De passage à Bamako, le nouveau président en exercice de la Coordination des mouvements de l’Azawad, Bilal Ag Achérif, répond aux questions de Sahelien.com.

Sahelien.com : Après la récente visite du Premier ministre, Soumeylou Boubèye Maïga à Kidal, quelles seront les retombées pour la population ? 
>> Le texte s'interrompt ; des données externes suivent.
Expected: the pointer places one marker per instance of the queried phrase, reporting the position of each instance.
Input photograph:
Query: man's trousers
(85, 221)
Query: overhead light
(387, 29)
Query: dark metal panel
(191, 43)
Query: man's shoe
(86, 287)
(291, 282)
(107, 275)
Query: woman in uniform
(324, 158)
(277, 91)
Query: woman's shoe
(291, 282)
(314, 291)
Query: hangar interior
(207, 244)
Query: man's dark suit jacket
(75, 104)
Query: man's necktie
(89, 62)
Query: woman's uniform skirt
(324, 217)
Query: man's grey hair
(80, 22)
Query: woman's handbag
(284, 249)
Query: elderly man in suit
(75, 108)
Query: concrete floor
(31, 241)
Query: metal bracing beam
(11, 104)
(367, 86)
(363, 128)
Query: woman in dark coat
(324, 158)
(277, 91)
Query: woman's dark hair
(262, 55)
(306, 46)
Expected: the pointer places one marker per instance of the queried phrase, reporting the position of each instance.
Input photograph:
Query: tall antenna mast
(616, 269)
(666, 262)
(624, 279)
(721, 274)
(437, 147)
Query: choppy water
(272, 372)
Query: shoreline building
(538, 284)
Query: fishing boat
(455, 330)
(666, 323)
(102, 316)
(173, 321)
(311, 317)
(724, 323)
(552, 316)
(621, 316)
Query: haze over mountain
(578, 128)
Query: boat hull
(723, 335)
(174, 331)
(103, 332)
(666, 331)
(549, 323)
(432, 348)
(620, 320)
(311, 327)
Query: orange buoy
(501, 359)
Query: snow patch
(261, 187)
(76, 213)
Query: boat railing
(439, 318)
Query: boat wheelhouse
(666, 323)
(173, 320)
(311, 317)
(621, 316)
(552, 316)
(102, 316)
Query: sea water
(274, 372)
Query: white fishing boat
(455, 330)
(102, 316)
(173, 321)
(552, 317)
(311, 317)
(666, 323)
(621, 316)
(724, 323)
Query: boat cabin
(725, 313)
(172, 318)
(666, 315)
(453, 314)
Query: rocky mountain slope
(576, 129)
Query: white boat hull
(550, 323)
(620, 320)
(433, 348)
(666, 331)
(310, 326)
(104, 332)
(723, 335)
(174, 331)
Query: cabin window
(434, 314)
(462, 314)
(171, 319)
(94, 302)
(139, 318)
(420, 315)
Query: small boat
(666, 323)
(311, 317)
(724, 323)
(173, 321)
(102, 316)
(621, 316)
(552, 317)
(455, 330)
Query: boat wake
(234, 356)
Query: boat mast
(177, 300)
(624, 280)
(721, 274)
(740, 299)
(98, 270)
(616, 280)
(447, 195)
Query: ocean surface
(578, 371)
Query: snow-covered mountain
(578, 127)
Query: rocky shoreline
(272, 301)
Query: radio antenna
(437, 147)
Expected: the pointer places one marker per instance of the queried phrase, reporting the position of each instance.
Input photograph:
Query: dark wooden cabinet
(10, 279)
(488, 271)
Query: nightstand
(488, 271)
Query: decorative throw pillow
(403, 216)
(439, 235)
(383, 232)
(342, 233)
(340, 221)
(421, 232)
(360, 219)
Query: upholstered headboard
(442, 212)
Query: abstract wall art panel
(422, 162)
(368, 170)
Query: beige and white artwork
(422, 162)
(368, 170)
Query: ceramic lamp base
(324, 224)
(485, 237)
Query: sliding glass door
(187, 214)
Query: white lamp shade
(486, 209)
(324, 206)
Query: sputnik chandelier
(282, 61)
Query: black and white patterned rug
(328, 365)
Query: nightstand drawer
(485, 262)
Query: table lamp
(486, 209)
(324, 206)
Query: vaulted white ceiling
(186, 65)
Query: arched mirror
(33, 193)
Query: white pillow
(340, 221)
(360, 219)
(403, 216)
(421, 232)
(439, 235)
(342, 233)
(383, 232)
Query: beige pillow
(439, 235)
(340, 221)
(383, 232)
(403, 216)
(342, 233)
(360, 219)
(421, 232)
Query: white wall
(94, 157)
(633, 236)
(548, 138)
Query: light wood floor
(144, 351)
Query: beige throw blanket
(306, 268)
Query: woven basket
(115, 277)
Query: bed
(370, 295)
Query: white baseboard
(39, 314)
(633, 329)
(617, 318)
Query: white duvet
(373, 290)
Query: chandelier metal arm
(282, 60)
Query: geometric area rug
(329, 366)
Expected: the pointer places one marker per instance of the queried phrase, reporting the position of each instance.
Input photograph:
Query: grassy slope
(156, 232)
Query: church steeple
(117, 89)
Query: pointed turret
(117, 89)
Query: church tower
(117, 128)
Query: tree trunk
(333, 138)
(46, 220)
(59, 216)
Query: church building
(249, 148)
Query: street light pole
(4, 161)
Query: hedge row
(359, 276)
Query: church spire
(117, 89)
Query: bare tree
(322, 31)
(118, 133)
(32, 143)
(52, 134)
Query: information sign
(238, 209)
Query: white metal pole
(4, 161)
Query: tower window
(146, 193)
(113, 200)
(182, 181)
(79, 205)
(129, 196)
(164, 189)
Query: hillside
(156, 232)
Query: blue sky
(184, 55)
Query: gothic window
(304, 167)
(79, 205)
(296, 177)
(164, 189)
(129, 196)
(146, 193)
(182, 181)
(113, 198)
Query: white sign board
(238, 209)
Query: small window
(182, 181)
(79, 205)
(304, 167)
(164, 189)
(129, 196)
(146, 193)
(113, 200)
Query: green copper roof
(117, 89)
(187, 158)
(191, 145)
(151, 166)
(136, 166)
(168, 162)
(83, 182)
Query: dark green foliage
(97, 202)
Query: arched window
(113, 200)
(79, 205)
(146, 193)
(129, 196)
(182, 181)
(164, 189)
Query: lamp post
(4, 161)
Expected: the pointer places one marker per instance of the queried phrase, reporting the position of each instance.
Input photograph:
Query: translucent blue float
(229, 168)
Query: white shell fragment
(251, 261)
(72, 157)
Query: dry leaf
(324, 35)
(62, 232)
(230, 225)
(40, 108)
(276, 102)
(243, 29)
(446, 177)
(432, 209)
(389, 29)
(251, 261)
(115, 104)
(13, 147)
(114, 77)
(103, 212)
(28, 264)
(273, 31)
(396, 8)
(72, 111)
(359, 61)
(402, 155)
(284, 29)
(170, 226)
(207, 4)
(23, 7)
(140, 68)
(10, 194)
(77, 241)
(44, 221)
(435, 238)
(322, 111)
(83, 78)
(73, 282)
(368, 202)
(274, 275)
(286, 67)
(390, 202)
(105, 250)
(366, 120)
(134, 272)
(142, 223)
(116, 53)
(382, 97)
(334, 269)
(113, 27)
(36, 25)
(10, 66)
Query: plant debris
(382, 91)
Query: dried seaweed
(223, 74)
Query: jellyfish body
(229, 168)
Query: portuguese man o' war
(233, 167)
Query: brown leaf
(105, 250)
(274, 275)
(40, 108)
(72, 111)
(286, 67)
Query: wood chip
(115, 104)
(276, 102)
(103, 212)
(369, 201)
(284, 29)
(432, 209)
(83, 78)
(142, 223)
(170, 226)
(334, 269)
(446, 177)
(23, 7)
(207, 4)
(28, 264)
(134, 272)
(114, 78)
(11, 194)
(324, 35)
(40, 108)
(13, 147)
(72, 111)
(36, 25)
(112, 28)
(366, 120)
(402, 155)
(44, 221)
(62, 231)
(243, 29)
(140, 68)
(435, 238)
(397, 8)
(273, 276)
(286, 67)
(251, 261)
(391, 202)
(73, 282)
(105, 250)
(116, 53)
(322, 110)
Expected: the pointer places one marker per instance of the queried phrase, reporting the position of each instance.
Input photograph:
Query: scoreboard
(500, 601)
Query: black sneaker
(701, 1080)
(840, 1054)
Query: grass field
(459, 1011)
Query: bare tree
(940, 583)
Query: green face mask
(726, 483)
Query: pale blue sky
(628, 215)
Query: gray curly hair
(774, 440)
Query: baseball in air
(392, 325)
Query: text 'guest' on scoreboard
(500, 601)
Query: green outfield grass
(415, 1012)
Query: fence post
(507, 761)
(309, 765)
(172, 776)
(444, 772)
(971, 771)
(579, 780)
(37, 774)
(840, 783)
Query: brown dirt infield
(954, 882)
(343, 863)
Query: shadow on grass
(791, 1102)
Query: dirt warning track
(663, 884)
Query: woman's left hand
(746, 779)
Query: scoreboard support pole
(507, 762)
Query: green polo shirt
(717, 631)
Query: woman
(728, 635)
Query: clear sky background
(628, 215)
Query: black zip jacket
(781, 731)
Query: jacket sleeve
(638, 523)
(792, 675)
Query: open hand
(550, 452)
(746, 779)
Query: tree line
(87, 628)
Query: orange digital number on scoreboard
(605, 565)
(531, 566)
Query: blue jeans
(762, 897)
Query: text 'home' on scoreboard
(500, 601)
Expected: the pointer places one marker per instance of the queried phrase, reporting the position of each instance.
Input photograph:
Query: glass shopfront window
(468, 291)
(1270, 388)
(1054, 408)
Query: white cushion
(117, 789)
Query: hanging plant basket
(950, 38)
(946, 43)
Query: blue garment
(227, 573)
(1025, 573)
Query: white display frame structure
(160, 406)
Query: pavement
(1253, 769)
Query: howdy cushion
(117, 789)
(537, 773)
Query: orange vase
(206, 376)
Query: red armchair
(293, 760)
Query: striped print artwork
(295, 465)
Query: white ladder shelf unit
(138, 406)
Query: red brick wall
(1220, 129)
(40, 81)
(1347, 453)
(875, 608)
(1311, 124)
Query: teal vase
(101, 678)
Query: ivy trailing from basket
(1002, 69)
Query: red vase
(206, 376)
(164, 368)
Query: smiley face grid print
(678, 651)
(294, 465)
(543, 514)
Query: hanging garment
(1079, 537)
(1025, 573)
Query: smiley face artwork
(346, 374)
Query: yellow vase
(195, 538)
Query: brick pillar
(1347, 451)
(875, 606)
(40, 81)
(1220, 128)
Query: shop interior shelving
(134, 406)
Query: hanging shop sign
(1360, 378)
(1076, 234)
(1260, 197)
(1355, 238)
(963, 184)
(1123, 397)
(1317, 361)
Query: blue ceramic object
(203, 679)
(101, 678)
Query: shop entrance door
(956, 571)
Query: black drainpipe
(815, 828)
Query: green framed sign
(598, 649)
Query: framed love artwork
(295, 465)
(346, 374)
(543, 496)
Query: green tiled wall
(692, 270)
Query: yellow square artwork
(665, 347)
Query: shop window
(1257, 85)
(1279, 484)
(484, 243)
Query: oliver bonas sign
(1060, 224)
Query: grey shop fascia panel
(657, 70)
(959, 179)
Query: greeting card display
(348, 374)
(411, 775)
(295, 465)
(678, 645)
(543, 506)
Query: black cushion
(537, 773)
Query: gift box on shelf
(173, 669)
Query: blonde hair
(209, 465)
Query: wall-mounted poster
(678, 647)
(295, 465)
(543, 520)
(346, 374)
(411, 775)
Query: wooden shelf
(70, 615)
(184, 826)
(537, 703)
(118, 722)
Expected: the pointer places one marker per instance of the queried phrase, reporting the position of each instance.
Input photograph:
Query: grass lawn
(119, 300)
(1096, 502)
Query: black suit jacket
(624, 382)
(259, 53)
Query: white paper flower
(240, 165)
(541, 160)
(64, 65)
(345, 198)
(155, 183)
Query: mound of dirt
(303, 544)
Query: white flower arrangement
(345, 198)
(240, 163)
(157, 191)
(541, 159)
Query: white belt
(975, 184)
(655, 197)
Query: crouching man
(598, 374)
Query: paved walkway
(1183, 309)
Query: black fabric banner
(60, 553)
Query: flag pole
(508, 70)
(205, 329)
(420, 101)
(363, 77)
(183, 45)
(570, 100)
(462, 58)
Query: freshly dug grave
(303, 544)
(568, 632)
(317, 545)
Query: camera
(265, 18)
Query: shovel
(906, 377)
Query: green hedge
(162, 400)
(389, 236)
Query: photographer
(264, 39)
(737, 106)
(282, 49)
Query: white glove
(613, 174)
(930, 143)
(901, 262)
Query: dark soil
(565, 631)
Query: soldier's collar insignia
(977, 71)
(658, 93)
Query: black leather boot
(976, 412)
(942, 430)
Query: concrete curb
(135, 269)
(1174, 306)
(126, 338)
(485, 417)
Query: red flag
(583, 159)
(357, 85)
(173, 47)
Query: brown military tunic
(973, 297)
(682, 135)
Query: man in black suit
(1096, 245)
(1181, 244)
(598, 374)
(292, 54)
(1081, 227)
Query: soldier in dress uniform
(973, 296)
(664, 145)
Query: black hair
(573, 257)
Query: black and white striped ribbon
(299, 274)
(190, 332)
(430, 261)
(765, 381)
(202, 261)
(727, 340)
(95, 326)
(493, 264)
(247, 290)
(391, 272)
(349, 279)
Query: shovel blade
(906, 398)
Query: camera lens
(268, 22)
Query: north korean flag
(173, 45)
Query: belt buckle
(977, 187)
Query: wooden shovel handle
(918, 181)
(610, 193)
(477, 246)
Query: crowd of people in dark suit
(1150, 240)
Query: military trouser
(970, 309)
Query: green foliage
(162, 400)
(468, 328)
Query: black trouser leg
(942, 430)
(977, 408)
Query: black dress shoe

Bilal Ag Acherif : Précisons que cette visite est le fruit d’une concertation entre toutes les parties, surtout celles de la région de Kidal, qui sont les plus concernées. L’organisation et la sécurité de l’événement incombaient à la CMA (Coordination des mouvements de l’Azawad, ndlr). Toutes les parties étaient satisfaites de la manière dont la visite fut organisée et encadrée. Mais nous pensons qu’il ne nous revient pas de parler des retombées de la visite. Je ne saurais les évoquer à mon niveau. C’est plutôt à la partie gouvernementale d’en parler, car il s’agissait d’apprécier les problèmes sociaux de base et d’autres difficultés que vivent les populations de l’Azawad, pour ensuite apporter des solutions. Il faut préciser que ces problèmes dont il est ici question ne sont pas propres à la seule région de Kidal. De façon générale, le retard qu’on rencontre dans la mise en place des services sociaux de base à Kidal est le même à Tombouctou, Gao, Ménaka et Taoudéni.

Qu’est-ce qui explique ce retard, selon vous ?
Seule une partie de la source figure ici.